IHS Global Insight Perspective | |
Significance | With a conditional offer and due diligence in place, the deal should go through relatively smoothly. |
Implications | Zain Saudi Arabia is likely to be sold off to another Middle East and North Africa (MENA) operator; interest has been generated but no bids as yet. |
Outlook | On completion of the deal Etisalat will have by far the largest mobile coverage in the MENA region. If all goes ahead smoothly, completion could take place by the first quarter of 2011. |
Etisalat, the incumbent operator of the United Arab Emirates, has announced that it has submitted a conditional offer of US$5.97 per share for a 51% stake in Zain, Dow Jones reports (see Middle East and North Africa: 4 November 2010: Major Shareholder Signs Preliminary Agreement for Zain Sale to Etisalat). The offer is an update to its original offer made at the end of September this year of 1.7 dinars per share for 46% of the company. If the deal goes through, the remaining investors in Zain will be the Kuwaiti Investment Authority with 25%, 14% will be in free float and 10% will be Treasury shares.
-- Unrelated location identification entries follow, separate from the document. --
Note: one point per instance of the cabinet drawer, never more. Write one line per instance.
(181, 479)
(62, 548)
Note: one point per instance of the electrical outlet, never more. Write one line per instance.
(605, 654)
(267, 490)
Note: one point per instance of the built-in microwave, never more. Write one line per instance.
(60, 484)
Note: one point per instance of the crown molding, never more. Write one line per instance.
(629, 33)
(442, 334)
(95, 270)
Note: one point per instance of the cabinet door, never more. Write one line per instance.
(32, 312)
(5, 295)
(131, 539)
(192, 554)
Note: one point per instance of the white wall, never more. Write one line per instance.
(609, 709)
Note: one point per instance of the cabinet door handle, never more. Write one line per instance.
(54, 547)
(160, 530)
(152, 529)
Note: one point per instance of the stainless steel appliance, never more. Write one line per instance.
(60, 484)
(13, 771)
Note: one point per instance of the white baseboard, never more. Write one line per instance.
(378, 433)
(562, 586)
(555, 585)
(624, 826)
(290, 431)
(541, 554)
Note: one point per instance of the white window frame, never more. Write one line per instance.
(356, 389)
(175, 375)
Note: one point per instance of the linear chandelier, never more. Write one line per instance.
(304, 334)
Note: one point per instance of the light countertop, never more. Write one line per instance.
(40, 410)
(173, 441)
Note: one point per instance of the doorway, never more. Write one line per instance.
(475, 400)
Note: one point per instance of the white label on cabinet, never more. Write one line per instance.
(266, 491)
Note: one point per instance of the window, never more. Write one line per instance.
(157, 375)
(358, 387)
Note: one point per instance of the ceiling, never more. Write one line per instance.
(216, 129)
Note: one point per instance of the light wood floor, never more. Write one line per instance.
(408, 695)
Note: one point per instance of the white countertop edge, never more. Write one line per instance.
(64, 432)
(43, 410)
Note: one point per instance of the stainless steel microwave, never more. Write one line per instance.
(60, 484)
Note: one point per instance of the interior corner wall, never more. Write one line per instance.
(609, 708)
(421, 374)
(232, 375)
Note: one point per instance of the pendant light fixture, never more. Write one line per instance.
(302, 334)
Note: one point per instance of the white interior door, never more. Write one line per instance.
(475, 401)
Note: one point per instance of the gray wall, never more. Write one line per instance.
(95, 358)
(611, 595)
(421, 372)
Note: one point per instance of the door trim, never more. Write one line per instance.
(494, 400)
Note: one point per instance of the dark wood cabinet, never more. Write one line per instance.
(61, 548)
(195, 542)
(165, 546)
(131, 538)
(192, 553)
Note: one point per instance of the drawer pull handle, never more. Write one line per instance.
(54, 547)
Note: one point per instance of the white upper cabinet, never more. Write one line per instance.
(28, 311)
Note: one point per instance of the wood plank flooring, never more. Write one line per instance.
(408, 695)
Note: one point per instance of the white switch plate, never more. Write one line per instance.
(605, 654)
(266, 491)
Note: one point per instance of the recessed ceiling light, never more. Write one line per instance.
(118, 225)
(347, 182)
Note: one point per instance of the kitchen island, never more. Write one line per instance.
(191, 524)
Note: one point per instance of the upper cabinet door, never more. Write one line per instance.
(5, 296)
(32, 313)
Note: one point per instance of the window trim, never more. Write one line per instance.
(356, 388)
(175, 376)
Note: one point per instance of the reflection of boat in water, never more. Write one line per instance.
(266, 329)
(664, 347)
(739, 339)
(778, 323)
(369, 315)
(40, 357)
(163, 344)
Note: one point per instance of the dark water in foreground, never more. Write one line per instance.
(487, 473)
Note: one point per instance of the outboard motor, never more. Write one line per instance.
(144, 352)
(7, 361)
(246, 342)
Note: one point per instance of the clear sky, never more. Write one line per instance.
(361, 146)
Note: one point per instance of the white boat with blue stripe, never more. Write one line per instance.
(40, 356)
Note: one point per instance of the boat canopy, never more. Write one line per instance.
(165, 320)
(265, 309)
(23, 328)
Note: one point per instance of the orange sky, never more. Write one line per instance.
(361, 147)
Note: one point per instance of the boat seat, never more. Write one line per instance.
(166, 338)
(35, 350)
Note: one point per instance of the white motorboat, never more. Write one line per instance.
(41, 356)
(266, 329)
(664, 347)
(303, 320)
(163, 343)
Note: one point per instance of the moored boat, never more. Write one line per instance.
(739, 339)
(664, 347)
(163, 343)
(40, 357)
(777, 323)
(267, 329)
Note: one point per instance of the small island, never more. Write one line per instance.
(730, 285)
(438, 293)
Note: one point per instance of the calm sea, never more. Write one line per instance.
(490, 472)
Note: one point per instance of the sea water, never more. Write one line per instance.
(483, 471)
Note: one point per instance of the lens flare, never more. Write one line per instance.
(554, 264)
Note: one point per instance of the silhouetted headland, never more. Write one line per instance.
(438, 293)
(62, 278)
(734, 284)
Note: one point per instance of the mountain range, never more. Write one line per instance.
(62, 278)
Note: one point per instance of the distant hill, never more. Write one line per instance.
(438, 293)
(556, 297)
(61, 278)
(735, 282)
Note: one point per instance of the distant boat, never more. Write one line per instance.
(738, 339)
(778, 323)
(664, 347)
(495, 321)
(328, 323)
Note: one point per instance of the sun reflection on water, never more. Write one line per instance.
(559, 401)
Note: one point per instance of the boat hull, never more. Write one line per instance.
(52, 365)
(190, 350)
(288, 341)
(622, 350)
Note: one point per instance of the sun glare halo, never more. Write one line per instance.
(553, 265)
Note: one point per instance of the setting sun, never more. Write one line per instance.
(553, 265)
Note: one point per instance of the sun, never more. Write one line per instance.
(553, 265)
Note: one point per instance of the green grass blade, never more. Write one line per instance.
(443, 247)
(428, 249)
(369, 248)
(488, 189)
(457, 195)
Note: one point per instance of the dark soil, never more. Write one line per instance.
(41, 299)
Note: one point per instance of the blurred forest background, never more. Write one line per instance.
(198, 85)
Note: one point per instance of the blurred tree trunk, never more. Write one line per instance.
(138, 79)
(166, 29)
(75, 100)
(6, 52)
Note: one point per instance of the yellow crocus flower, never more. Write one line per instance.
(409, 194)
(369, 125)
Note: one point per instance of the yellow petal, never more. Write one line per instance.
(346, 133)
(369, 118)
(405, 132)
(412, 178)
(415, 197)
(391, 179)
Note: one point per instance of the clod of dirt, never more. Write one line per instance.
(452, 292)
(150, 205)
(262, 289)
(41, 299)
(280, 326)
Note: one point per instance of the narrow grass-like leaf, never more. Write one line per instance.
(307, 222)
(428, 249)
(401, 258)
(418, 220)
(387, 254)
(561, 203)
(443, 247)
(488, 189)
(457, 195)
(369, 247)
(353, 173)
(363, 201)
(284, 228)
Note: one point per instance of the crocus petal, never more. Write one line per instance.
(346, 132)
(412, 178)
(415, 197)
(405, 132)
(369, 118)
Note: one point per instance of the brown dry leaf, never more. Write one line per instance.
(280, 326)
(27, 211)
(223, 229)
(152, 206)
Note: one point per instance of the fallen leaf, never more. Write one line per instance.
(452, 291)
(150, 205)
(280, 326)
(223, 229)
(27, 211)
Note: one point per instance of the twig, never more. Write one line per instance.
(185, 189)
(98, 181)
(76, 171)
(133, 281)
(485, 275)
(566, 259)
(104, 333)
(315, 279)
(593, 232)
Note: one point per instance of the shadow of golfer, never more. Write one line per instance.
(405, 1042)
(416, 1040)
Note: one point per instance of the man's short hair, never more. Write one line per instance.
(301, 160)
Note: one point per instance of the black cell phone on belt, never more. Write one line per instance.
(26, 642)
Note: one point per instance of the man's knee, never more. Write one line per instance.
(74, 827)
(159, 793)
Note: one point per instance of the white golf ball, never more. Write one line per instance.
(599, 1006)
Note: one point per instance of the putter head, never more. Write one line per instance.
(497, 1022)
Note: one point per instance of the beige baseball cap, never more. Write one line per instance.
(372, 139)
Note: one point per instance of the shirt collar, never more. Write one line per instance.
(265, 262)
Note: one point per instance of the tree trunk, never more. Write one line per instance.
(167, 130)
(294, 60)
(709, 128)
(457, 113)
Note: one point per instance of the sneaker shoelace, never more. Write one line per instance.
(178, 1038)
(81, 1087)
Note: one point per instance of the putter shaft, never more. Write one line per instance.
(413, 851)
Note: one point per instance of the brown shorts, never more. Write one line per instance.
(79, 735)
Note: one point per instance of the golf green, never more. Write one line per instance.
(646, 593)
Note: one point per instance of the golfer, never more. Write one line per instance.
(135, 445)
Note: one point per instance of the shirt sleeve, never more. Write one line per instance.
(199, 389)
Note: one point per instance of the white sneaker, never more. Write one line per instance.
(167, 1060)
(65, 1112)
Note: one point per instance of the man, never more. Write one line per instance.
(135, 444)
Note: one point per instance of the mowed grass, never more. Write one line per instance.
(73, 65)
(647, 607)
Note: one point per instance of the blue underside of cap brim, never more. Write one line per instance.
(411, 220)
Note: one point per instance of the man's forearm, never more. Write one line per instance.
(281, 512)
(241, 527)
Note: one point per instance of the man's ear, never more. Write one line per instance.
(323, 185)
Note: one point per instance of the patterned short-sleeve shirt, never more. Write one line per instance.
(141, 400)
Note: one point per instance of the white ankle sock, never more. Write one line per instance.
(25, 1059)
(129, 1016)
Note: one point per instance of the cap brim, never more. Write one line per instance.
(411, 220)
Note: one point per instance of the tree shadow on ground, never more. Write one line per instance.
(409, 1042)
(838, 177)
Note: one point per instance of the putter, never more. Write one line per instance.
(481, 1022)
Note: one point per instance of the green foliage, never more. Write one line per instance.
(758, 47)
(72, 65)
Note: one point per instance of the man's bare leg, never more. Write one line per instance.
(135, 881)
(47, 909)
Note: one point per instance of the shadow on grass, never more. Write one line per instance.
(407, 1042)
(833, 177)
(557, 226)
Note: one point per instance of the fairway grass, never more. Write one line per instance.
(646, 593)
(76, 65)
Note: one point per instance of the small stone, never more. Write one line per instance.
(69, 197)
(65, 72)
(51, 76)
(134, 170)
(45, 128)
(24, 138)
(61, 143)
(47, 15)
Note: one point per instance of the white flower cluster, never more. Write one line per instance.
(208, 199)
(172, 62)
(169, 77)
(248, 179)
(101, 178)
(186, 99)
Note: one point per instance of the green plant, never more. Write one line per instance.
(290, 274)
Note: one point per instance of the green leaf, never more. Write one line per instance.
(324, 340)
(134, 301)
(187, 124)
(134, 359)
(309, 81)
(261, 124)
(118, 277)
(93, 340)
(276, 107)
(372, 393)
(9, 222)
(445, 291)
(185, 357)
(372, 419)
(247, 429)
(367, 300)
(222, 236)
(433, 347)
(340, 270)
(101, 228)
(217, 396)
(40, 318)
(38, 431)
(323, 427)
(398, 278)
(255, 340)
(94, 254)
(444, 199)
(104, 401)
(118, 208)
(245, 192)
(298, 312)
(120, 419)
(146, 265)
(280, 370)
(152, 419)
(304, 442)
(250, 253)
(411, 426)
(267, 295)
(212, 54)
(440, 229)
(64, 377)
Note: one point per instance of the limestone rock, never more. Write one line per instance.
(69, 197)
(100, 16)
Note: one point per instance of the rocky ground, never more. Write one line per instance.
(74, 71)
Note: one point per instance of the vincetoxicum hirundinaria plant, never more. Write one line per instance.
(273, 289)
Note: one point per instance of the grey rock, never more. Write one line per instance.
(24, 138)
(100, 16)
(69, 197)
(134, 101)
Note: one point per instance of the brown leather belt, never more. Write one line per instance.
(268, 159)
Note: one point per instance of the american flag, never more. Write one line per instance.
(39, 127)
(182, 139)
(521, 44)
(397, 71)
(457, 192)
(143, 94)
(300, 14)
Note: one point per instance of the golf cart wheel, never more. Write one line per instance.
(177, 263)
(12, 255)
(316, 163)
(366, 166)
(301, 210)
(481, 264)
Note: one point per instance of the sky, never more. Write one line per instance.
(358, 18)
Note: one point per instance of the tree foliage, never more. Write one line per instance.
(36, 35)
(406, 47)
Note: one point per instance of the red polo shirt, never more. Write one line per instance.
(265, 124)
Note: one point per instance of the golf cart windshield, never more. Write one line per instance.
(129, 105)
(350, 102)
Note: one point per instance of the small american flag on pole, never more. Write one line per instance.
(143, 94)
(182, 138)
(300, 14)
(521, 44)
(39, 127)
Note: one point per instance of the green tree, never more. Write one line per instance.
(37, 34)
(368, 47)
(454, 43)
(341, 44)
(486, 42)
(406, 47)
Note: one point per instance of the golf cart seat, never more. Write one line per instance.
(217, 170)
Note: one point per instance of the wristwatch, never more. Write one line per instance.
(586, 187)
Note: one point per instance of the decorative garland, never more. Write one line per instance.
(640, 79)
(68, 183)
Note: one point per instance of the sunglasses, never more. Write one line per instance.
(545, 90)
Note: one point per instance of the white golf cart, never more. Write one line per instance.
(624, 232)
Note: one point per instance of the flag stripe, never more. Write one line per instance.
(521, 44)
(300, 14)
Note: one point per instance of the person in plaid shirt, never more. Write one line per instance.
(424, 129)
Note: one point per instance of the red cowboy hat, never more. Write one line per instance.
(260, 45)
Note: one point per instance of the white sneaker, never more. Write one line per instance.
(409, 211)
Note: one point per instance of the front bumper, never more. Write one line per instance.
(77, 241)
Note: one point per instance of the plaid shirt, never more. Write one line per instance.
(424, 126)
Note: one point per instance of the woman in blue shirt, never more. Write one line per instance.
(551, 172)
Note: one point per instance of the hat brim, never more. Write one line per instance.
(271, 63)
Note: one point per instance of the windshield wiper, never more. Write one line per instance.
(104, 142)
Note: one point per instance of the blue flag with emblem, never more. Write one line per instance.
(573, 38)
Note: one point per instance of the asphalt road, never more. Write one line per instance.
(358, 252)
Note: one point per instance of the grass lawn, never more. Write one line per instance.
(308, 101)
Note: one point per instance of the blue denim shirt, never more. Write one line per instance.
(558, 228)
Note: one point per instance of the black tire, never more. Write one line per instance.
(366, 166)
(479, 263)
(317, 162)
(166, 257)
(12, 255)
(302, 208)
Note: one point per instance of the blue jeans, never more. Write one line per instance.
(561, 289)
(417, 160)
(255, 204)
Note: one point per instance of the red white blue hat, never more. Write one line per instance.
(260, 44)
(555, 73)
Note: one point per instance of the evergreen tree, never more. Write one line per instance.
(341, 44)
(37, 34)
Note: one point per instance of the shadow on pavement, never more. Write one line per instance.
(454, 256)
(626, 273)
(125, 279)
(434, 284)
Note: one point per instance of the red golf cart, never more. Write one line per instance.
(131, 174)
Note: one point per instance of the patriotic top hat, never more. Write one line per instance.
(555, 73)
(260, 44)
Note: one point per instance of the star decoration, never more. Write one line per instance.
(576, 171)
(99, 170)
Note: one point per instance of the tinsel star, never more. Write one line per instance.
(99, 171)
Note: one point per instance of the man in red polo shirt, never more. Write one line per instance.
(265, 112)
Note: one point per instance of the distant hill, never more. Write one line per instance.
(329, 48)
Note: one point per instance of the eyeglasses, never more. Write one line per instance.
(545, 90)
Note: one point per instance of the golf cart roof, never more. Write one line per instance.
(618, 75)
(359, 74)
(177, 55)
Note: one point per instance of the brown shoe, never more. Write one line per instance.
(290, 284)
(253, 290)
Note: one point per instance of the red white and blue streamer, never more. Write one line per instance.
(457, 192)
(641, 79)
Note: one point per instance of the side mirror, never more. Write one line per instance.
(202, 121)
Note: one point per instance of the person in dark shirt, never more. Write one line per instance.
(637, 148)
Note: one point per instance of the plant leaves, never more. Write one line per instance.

In June this year Zain sold off its sub-Saharan Africa assets to Indian operator Bharti Airtel, making Zain primarily a Middle Eastern operator with two operations in North Africa, Sudan and Morocco through a 31% stake in Wana (see Sub-Saharan Africa: 9 June 2010: Zain Closes Sale of African Operations to Bharti Airtel). In the Middle East Zain has presence in Jordan, Saudi Arabia, Iraq, Bahrain, Kuwait, and a management contract for Lebanese mobile operator MTC Touch.
Yesterday Zain’s major private shareholder the Kharafi Group signed a preliminary agreement to start the due diligence process for a deal to sell its stake in Zain to Etisalat, which will take around six weeks to complete (see Middle East and North Africa: 3 November 2010: Major Shareholder Signs Preliminary Agreement for Zain Sale to Etisalat).
Outlook and Implications
With a conditional offer and due diligence now in place, Etisalat is on track to complete the deal by the first quarter of next year. Etisalat chairman Mohammad Omran commented on the deal: "The deal provides excellent integration into Etisalat's operations, taking into consideration that Zain's geographic footprint complements that of Etisalat to a large extent, and these are the Sudan, Iraq, Kuwait, Jordan, Bahrain, Lebanon and Morocco markets. We believe that this deal represents excellent value for our shareholders."